CourtOregon Court of Appeals

Arnold M. Harris, filed the brief pro se for appellant.

Katherine H. O'Neil, Guy C. Stephenson and Schwabe, Williamson, Wyatt, Moore & Roberts, Portland, filed the brief for respondent.

Before JOSEPH, P. J., and WARDEN and WARREN, JJ.

WARREN, Judge.

Plaintiff, an inmate at the Oregon State Penitentiary, representing himself, filed this medical malpractice claim against defendant for failure properly to diagnose what plaintiff claims is a rare disease which prevents plaintiff's body from properly assimilating salt or water. As a result of this disease, plaintiff claims he is losing his sight.

The trial court granted defendant's motion for summary judgment. We reverse.
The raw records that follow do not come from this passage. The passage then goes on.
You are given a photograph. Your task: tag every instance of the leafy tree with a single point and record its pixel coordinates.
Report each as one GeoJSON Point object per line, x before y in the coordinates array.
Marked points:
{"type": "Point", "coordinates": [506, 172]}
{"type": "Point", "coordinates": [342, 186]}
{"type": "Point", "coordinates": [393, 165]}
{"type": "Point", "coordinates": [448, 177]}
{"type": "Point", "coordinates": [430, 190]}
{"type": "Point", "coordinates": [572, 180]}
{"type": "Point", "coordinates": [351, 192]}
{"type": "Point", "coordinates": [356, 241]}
In accordance with ORCP 47 D, defendant supported his motion for summary judgment with his affidavit to the effect that he had conducted an examination of plaintiff, complying with the standards of medical practice, and found plaintiff to have no disease and that his sight was consistent with his age. Plaintiff in opposition to the motion filed a memorandum and affidavit to the effect that he did have the rare disease referred to and that defendant had failed to diagnose it properly. Plaintiff conceded that he was not medically trained.

ORCP 47 D provides that when a motion for summary judgment is supported by affidavits, the party opposing the motion may not rest upon the allegations of his pleadings but must oppose the motion by affidavits or otherwise, setting forth the specific facts showing that there is a genuine issue of material fact for trial. Such factual statement, however, must be such as would be admissible in evidence. Here, plaintiff concedes that he has no medical training and his claim that he was afflicted with a rare disease which a reasonable medical practitioner would diagnose requires expert testimony. Getchell v. Mansfield, 260 Or. 174, 179-80, 489 P.2d 953 (1971). Plaintiff's testimony concerning his own condition would not be admissible on the issue and his affidavit was therefore insufficient. Under ordinary circumstances, we would conclude the motion for summary judgment was properly allowed.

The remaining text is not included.